“Cosmopolis,” the new film by David Cronenberg, is a bit anemic but as movie-events in Cannes go, it’s the bee’s knees. There’s a high-wattage star like Robert Pattinson in it, it is directed by David Cronenberg and it was adapted from a novel that is as relevant to our times as it is stinging in its indictment of them.
Pattinson plays Eric Packer, a multi-billionaire and yen trader who decides to get a haircut. Except, his preferred barber-shop is located across town and the president, whose motorcade is also going through town, is causing major gridlock. As Packer’s bodyguards negotiate their route, various associates visit him in his limo. Through their discussions we take away a vision of the world that’s hopeless: bankers rule the world and capitalism will eat us.
Cronenberg adapted the film from a novel by Don DeLillo. The dialogues as well as the storyline were transferred to the big screen intact. In a press conference this morning Cronenberg commented that, “it took me only six days to write the screenplay. What you see in the movie is almost word-for-word what’s in the book.”

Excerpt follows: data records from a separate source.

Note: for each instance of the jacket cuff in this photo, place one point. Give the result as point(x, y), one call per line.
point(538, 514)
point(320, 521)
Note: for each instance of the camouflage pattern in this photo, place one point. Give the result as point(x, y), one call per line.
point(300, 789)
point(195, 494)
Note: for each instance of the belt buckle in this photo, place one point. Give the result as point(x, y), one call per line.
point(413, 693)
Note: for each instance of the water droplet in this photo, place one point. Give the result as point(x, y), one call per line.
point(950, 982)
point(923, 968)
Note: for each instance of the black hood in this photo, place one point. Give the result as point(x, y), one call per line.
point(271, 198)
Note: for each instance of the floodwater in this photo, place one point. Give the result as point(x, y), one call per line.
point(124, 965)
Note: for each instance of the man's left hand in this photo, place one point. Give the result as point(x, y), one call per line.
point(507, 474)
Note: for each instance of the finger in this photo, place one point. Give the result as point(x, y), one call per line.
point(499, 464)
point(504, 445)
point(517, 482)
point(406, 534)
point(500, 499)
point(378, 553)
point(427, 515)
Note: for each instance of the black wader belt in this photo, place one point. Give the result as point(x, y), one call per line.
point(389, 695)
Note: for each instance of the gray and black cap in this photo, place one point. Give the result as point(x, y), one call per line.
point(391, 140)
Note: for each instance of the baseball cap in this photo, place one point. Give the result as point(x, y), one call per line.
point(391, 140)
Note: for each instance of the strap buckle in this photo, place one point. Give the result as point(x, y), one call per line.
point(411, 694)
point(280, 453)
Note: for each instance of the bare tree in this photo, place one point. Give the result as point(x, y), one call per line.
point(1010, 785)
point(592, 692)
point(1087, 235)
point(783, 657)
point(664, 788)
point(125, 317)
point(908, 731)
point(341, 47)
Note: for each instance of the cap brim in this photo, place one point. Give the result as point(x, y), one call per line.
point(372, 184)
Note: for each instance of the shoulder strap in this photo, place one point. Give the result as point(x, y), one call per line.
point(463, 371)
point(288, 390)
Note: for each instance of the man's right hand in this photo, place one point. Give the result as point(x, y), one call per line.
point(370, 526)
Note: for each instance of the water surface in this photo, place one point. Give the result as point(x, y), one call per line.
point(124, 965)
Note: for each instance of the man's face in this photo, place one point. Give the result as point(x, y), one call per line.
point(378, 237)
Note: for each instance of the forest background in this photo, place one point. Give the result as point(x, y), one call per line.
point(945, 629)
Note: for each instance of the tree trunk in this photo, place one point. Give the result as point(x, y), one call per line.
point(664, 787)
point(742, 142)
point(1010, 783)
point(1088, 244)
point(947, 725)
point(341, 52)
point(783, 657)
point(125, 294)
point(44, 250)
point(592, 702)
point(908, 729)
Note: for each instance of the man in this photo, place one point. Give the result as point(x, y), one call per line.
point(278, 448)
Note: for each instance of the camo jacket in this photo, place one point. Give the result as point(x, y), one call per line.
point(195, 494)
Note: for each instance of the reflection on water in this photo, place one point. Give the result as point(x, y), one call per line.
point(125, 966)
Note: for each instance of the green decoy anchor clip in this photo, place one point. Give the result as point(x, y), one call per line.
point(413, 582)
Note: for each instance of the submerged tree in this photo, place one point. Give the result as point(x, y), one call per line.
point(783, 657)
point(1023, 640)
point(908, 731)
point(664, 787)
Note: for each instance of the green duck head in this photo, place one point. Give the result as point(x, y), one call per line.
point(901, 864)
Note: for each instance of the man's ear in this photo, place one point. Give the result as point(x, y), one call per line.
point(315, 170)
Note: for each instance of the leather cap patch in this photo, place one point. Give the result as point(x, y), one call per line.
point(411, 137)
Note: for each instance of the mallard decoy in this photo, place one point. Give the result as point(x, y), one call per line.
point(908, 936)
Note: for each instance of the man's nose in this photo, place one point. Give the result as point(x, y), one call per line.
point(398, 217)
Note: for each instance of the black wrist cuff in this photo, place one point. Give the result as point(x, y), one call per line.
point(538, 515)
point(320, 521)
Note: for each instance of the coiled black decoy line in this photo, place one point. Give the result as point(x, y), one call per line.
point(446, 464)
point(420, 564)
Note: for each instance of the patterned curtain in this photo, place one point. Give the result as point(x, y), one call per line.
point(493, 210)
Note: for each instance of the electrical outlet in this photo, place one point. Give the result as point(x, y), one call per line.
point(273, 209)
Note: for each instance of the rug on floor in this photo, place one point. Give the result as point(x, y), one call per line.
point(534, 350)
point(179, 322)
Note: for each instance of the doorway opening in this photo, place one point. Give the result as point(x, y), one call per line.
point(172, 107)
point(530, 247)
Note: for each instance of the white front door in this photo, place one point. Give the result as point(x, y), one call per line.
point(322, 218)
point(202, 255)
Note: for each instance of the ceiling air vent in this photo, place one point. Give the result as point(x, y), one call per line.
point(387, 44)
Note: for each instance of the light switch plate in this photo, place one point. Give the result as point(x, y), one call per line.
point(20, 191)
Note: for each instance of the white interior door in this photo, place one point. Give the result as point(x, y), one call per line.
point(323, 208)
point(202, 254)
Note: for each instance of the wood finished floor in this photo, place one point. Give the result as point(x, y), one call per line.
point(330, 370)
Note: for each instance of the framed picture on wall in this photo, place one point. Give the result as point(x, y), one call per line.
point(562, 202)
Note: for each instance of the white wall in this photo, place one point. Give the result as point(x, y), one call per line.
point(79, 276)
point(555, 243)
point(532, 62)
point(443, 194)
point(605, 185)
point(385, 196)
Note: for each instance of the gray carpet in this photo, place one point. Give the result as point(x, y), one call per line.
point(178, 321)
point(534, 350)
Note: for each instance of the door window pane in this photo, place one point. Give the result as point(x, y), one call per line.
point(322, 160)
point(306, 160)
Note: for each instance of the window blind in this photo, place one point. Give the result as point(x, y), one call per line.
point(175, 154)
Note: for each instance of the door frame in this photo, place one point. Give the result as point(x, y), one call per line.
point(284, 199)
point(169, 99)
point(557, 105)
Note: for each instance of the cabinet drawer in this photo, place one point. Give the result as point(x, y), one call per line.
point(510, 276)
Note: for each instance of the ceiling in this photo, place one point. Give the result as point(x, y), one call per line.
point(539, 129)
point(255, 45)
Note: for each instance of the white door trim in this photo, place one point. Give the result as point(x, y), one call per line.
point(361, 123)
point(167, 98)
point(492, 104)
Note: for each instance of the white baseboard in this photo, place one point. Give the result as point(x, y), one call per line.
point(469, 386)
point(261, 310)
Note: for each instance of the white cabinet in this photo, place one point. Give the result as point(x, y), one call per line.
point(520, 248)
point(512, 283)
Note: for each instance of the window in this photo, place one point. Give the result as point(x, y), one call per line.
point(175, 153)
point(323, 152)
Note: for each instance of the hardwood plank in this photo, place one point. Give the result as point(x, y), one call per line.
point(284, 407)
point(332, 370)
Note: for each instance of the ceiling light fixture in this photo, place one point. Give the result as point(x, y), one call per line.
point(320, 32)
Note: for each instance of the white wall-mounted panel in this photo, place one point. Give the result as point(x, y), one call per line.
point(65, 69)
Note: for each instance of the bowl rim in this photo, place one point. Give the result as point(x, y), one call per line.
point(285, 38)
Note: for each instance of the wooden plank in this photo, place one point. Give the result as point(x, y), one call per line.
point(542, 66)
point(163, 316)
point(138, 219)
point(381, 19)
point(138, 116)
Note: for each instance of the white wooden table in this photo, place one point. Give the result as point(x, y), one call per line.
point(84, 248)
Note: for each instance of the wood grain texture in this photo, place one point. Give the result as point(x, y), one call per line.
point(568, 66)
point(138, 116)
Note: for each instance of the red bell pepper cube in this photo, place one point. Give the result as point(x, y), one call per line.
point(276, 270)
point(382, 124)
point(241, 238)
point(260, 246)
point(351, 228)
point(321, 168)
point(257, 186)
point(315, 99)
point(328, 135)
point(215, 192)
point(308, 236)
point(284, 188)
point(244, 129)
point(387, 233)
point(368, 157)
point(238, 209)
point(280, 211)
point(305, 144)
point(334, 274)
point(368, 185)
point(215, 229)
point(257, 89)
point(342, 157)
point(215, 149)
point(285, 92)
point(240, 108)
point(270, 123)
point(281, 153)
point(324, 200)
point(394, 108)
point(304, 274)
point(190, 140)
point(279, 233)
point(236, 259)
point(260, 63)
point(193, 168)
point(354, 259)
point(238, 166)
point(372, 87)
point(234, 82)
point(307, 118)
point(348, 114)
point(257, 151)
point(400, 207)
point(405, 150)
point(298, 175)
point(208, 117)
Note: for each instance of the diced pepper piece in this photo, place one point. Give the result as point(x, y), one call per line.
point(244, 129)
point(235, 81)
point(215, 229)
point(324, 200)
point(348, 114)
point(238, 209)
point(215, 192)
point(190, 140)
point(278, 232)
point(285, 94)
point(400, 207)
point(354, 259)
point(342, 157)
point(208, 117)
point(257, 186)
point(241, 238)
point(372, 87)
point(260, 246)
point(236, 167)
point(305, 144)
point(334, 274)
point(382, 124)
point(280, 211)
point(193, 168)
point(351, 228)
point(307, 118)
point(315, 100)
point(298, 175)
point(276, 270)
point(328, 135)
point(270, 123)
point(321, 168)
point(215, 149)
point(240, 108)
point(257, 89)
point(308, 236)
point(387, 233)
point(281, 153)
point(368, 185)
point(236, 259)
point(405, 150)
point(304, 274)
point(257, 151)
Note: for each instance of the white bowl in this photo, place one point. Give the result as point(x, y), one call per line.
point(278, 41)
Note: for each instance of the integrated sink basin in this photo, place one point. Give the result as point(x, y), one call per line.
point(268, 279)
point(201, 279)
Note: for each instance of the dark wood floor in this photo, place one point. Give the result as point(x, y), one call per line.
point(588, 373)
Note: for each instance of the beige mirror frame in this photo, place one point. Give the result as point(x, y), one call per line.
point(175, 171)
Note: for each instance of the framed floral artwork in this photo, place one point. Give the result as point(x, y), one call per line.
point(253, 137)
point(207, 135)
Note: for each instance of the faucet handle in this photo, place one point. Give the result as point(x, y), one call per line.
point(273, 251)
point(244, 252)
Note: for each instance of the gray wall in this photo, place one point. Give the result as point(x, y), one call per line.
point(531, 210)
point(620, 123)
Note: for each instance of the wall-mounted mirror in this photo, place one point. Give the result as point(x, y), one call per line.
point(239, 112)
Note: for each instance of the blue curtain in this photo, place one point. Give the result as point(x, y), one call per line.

You can recognize Cronenberg’s lighting style, the stillness of his mise-en-scène, the familiar locales which he’s used in other movies (Packer and his consorts visit a diner in two different instances), the graphic sex scenes, the indeterminate nature of time and place, the floating detachment with which the story is told.
“Cosmopolis” wasn’t so clearly cut for the big screen—the theatre? Yes. What appears like quick bursts of smart, logical language on the page come across as wooden dialogue on the screen. Packer is an intricate character and someone like Pattinson, with a very short acting career behind him, wasn’t up to the task of conveying the Packer character in all its predatory significance.
In describing the challenges of playing a character like Packer, Cronenberg said, “I cannot say to an actor,” he added, “you are the symbol of capitalism, I want you to play that. How do you play that?”
Don DeLillo, present at the press conference this morning, too, explained the genesis of “Cosmopolis”: “New York City streets at the turn of the century seemed suddenly filled with white stretch limousines. I began to get very interested in the spectacle of enormous cars trying to turn corners in crushing traffic and I decided to place a character in such a vehicle and go from there.”
Juliette Binoche, Paul Giamatti and Sarah Gadon make brief appearances in the film as well.
WHAT’S NEXT? According to Screen International a sequel to Cronenberg’s “Eastern Promises” (2007) is in the works.